São Paulo (AUN - USP) -Nunca antes na história mundial Brasil e África estiveram tão próximos comercial e diplomaticamente. Essa é a principal conclusão à qual chega Claudio Oliveira da Costa com sua tese de doutoramento “Relações político-comerciais Brasil-África (1985-2006) defendida recentemente no Departamento de Ciência Política na Faculdade de Filosofia, Letras e Ciências Humanas (FFLCH) da USP. Após um vácuo de duas décadas tanto no âmbito comercial quanto diplomático e um período de relações ambíguas durante o governo FHC, a agenda com relação ao continente africano se intensificou com o governo Lula.
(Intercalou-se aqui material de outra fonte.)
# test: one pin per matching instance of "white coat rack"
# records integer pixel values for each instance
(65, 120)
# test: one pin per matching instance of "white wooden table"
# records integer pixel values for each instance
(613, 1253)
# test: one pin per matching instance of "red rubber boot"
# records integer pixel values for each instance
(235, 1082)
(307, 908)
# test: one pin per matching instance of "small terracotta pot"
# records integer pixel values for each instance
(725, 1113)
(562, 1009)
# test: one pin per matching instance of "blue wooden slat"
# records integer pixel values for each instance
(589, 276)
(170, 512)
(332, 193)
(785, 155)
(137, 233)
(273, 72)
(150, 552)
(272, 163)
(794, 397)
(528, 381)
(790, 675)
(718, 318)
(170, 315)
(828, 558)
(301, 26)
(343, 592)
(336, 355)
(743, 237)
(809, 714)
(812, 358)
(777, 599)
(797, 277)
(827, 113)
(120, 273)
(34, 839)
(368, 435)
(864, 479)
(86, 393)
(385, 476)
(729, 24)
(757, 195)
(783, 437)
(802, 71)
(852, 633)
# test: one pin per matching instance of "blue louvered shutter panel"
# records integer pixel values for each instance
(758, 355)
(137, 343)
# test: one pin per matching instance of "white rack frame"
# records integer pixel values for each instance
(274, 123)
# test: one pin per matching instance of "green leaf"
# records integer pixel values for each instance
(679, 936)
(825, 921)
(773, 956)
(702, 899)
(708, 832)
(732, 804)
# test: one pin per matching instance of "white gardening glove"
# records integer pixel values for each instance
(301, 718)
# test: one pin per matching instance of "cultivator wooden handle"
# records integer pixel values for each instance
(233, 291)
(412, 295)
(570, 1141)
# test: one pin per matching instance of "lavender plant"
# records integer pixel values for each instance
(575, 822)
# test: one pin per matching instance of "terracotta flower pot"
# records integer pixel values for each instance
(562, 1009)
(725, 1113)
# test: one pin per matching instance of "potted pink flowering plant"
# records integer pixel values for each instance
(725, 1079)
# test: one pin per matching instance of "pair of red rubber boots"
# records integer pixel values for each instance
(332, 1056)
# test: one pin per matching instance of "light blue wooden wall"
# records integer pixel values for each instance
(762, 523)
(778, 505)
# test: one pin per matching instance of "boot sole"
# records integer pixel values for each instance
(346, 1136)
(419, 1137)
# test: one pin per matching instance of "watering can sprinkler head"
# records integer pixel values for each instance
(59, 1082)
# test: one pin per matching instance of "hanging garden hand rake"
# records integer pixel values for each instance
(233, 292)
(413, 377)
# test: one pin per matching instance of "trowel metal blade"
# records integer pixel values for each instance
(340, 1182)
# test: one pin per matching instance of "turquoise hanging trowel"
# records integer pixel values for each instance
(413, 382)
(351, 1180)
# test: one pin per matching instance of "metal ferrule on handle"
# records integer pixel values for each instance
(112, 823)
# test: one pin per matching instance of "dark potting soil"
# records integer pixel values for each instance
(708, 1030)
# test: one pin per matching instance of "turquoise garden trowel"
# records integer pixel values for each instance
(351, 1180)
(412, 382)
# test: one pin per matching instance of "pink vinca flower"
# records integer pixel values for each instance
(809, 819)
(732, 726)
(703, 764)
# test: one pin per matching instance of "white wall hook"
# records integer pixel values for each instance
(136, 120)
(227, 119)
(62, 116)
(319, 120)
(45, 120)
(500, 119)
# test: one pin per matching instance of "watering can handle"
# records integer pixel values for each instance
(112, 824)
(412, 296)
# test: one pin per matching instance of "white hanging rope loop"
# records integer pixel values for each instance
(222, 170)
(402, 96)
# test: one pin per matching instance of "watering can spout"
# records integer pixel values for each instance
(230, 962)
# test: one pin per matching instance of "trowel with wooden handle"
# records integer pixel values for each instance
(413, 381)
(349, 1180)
No entanto, segundo Costa, a mudança não foi de direcionamento político, mas de “intensificação das relações”. O que permitiu essa volta do olhar brasileiro ao continente, que foi uma das fontes que constituem hoje a população e por conseqüência a própria cultura do povo brasileiro, foi o processo de redemocratização pela qual passou nosso país. “O retorno da democracia e as transformações registradas no plano internacional condicionaram sensivelmente a política externa brasileira, que passou a trabalhar na construção de uma nova identidade e visão internacionais”.
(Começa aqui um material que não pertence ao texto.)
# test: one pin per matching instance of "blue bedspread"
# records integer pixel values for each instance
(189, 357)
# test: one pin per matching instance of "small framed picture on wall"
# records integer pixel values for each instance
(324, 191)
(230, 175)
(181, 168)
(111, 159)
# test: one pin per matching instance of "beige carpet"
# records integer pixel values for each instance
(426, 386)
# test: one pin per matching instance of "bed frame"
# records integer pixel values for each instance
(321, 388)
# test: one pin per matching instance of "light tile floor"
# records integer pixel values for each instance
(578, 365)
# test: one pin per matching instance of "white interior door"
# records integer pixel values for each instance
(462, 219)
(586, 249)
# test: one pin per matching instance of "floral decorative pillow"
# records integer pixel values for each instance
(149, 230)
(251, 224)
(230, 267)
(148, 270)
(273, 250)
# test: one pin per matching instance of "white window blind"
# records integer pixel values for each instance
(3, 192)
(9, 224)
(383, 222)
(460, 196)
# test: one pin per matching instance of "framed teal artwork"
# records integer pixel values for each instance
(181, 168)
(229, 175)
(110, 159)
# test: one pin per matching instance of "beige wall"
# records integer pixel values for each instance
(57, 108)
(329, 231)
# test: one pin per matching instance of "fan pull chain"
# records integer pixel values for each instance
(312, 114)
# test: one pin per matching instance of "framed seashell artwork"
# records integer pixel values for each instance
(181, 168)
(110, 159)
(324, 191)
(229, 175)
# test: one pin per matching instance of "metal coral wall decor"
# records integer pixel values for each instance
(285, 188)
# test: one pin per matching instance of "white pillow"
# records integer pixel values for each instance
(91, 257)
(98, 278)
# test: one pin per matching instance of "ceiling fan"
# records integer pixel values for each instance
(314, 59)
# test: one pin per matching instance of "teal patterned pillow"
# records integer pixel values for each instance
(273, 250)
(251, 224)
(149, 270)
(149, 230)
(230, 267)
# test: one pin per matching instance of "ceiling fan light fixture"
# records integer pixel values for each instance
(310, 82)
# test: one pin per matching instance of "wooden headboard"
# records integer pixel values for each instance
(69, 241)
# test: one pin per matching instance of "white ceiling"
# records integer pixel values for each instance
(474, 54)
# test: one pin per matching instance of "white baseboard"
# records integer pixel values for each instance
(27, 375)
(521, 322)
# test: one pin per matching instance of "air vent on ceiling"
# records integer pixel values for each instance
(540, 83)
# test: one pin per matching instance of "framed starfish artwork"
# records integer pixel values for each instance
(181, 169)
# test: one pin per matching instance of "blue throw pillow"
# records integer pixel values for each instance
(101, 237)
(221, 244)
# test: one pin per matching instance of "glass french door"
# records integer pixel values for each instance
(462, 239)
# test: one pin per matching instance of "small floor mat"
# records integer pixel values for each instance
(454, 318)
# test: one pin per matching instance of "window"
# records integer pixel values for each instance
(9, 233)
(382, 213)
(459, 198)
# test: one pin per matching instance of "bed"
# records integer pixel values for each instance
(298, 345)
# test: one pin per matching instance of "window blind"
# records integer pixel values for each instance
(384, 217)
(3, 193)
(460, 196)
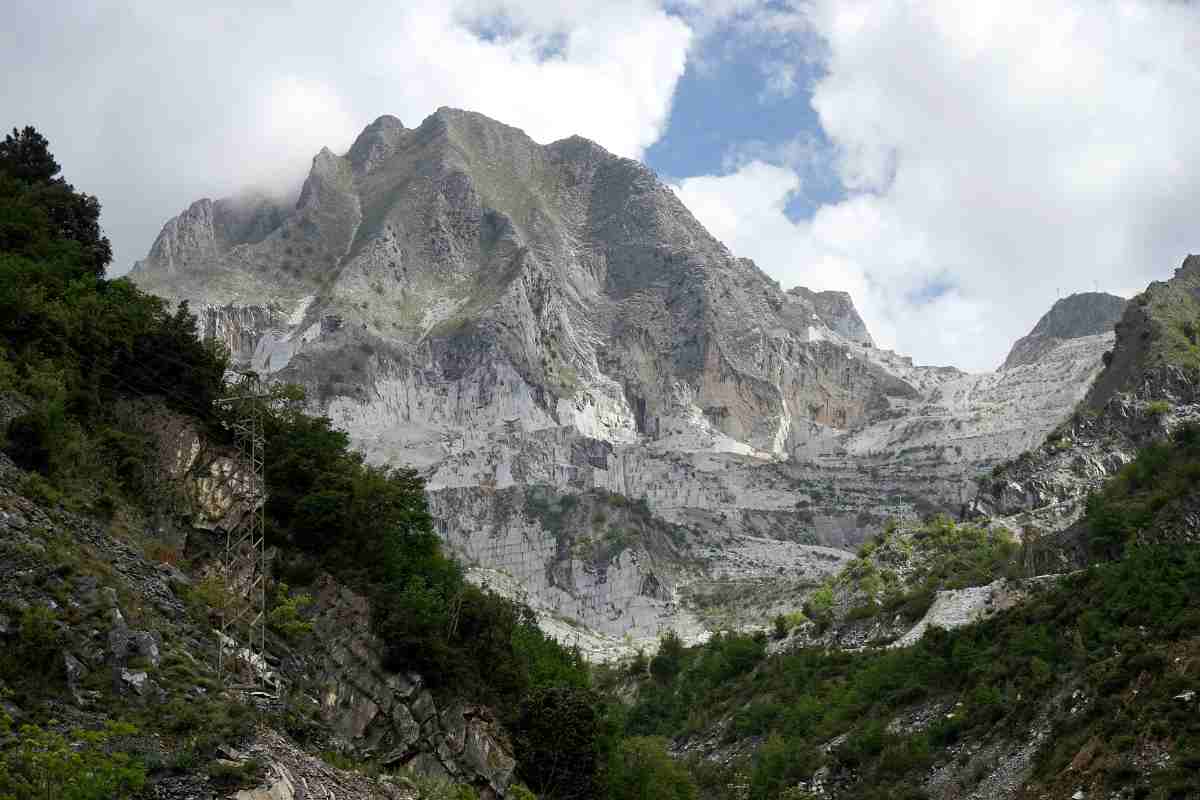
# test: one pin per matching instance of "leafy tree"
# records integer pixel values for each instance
(37, 206)
(558, 740)
(25, 155)
(641, 769)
O governo Sarney é apontado pela pesquisa como o responsável não somente por ter colocado a África em segundo plano de importância nas relações internacionais como inclusive restringiu a presença nacional em solos africanos. O governo subseqüente também não expressou grandes simpatias com os países daquele continente. Num período histórico de hegemonia do capital norte-americano, globalização passou a significar, principalmente para os países subdesenvolvidos, manter relações comerciais com os Estados Unidos. Segundo Costa, as prioridades para o Itamaraty até então não incluía a África. “Houve uma nítida concentração de esforços diplomáticos para o estabelecimento de vínculos mais estreitos e sólidos com os EUA, com o bloco europeu, e com países da América do Sul”, afirma o especialista.
Em sua tese, Costa ainda analisa o porquê desse descaso histórico. Segundo ele, a visão que prevalecia era a de que as economias africanas eram deficitárias e, por isso, não valeria a pena manter relações comerciais com elas. Essa lógica manteve-se durante os dois mandatos do governo Fernando Henrique Cardoso (1994-2002), quando, como lembra o cientista político, houve inclusive um retrocesso com o fechamento de postos e embaixadas de países africanos no Brasil, numa política clara de priorizar e investir nas relações com os vizinhos sul-americanos e com as economias mais avançadas no norte. A única exceção desse período foi a Nigéria, que tem afinidade lingüística, assim como ocorreu no período com outros países de língua portuguesa.
Apenas no governo Lula que a África entrou na agenda diplomática e comercial brasileiras. Começou-se a inverter a prioridade nas relações comerciais e aumentaram os acordos e as trocas comerciais entre os países africanos e o nosso, descentralizando o poder comercial e a lógica da globalização neoliberal do eixo norte-sul para a integração sul-sul. “A política externa do novo governo foi um dos setores que melhor refletiu as posições tradicionais do PT, pois o discurso e a prática diplomática convergem para construção de alianças preferenciais com parceiros no âmbito das relações Sul-Sul”, ressalta Costa. Conforme aponta sua tese de Doutorado, foi nesse período em que a iniciativa privada brasileira mais investiu no continente africano.
Os setores mais pujantes nessas relações são as áreas energética e de serviços, em que o Brasil tem grande potencial de crescimento e expansão externa. No entanto, Costa defende que é preciso considerar as necessidade e possibilidades dos parceiros para que as relações não sejam unilaterais. Para ele, “necessita definir os vetores capazes de articular os interesses nacionais às possibilidades e interesses definidos pelos estados africanos”.